1、查询“c001”课程比“c002”课程成绩高的所有学生的学号;
2、查询平均成绩大于60 分的同学的学号和平均成绩;
3、查询所有同学的学号、姓名、选课数、总成绩;
4、查询姓“刘”的老师的个数;
5、查询没学过“谌燕”老师课的同学的学号、姓名;
6、查询学过“c001”并且也学过编号“c002”课程的同学的学号、姓名
7、查询学过“谌燕”老师所教的课的同学的学号、姓名;
我的思路:1、找到该老师的工号
2、找到该老师所教的课程的号码
3、在分数表中找到有这些课程号码的学生的号码
4、在学生表中找到相应的学生
具体sql如下:
select *
from student
where sno in
(select distinct (s.sno)
from sc s
where s.cno in
(select b.cno
from course b
where b.tno in
(select a.tno from teacher a where a.tname = '谌燕')))

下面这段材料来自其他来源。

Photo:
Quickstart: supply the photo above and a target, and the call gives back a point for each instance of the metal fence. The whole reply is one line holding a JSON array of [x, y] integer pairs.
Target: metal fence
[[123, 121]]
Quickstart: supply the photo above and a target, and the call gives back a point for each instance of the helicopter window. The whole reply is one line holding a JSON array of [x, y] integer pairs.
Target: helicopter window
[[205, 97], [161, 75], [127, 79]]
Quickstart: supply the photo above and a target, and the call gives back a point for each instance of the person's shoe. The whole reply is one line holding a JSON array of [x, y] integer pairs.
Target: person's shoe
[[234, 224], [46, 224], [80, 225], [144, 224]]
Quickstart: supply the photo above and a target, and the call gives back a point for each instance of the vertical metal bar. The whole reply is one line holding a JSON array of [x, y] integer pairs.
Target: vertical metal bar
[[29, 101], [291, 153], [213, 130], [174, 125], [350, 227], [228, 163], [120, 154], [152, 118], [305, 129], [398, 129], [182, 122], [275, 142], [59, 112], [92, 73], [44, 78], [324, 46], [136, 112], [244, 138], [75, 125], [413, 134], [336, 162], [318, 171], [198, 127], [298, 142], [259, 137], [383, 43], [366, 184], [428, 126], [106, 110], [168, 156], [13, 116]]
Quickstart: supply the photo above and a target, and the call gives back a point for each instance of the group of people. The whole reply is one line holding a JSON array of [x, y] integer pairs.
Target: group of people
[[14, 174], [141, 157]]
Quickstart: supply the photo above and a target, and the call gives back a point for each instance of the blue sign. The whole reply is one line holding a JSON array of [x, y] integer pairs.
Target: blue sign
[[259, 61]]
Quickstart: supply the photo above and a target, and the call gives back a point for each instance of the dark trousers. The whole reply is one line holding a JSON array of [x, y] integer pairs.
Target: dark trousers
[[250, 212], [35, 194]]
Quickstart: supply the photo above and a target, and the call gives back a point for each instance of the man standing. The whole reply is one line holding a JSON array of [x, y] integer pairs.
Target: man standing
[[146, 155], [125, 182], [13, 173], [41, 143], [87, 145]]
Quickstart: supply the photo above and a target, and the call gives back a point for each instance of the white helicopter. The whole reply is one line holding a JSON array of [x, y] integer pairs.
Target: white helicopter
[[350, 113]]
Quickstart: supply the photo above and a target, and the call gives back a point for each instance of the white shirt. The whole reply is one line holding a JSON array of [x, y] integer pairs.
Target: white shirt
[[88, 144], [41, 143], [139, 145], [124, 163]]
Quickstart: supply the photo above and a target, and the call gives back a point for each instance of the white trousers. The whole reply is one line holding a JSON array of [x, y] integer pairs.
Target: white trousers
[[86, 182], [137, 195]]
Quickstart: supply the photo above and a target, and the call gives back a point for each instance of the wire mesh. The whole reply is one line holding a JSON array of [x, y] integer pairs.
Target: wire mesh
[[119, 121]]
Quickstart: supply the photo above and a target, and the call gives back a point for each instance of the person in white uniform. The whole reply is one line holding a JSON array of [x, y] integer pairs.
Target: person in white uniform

答案思路:使用连接一环套一环往后走,直至最后的条件是老师名字
8、查询课程编号“c002”的成绩比课程编号“c001”课程低的所有同学的学号、姓名;
我的思路:1、两个数据c002的成绩和c001的成绩同出一表,所以使用内连接
2、给定两个表不同的条件然后查询即可
具体sql如下:select *
from sc a
join sc b
on a.sno = b.sno
join student s
on a.sno = s.sno
where a.cno = 'c001'
and b.cno = 'c002'
and a.score > b.score
答案思路:即我的思路
9、查询所有课程成绩小于60 分的同学的学号、姓名;
我的思路:1、查询出分数小小于60的学生号码并且使用内连接查询出学生姓名
具体sql如下:
select distinct (a.sno), s.sname
from sc a
join student s
on a.sno = s.sno
where a.score < 60
答案思路:即我的思路
10、查询没有学全所有课的同学的学号、姓名;
我的思路:1、在分数表中使用groupby查询每个学生所学习的科目的数量
2、找到学习数量等于总数量的学生学号
3、查询student表,排除第二步得到的学号即可
具体sql如下:select *
from student d
where d.sno not in
(select sno
from (select a.sno, count(a.cno) cnum from sc a group by a.sno) b
where b.cnum = (select count(*) from course))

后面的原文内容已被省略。